How are you going to go about it? I lost 2 stone in a year ready for my wedding last year and want to lose about the same again, give or take a baby or two ;-)


----------



## lauren1991

I'm gonna cut down. Right now my kitchen is like a building site so me and my hubby have been living off McDonald's. 

I'm currently about 15stone 9lbs so I'm really overweight. 

So eat healthier and longer walks with the buggy :) ideally I want to loose a fair bit. 

I managed to loose 2 stone in 4 months but that was seriously unhealthy, I split with my first love and just couldn't eat, I looked great mind u lol!


----------



## Jadie

I'm so in! I've started a healthy eating diet yesterday... Not going too bad so far! :) I'm excited to loose the baby weight. I've got about 7kg to lose. :)


----------



## hopeful4bfp

I wish, I just dont gave the willpower... like now i just ate loads... more than i care to admit to even myself... I need to loose about 80lbs... i would go walk the park but its still sooo hot out and we never cook so its constantly drive thru. I'm sure if i just cooked more at home and walked a little I would be better off, but I just cant seem to do it.


----------



## Athena

I'm starting slimming world on Thursday I have about 2 stone to lose I have just been so hungry since having LO with zero will power it it's getting to me now and I must do something about it! Good luck everyone :)


----------



## lauren1991

Day 1 for me :)
Me & my son are going shopping to a place that's filled with fast food. Lets see if I crumble lol! 

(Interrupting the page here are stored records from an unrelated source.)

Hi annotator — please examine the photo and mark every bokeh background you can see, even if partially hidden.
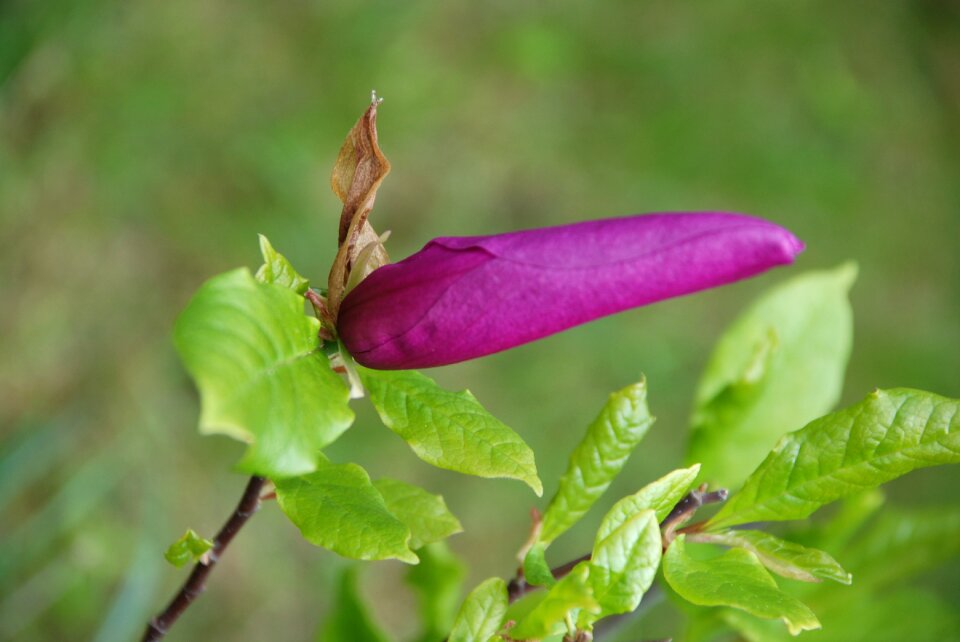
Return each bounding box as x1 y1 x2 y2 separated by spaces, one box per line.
0 0 960 642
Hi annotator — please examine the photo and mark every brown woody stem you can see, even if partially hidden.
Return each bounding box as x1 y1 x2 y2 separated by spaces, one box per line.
142 477 267 642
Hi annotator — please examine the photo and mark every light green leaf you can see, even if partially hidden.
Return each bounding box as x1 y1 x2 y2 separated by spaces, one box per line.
317 567 389 642
163 528 213 568
688 263 857 488
407 542 467 642
373 479 463 549
523 543 557 586
580 510 663 625
689 530 852 584
597 464 700 541
509 562 600 640
174 269 353 479
256 234 310 296
447 577 508 642
709 388 960 530
276 455 417 564
540 380 654 544
663 535 820 635
357 366 543 495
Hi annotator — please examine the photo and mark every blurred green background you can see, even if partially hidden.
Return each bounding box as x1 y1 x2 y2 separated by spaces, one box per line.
0 0 960 642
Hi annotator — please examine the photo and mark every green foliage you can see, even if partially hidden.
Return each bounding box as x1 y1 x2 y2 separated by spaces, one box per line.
163 528 213 568
690 530 852 584
317 566 390 642
407 542 467 642
358 367 543 495
373 479 463 550
710 388 960 530
509 562 600 640
174 269 353 478
447 577 508 642
688 263 857 488
578 509 663 626
663 535 820 635
539 380 654 544
276 459 417 564
256 234 310 296
597 464 700 539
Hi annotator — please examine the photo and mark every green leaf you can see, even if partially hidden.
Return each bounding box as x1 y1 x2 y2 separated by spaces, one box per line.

Providing it doesn't rain (I live in Scotland) I'm taking him to the park. 

My father in law reversed over my petite star ZIA 2 couple of days ago but he bought me. Britax b mobile 4 but it doesn't come with a raincover! In my opinion if u sell to the UK it should come with a bloody raincover! So I should be running about avoiding rain today haha x


----------



## iwantabub

Ill join!

I wanna fit in my wedding dress for my renewal of vows ...

I'm going to the gym three times a week now and getting rid of all my junk food :)


----------



## lauren1991

iwantabub said:


> Ill join!
> 
> I wanna fit in my wedding dress for my renewal of vows ...
> 
> I'm going to the gym three times a week now and getting rid of all my junk food :)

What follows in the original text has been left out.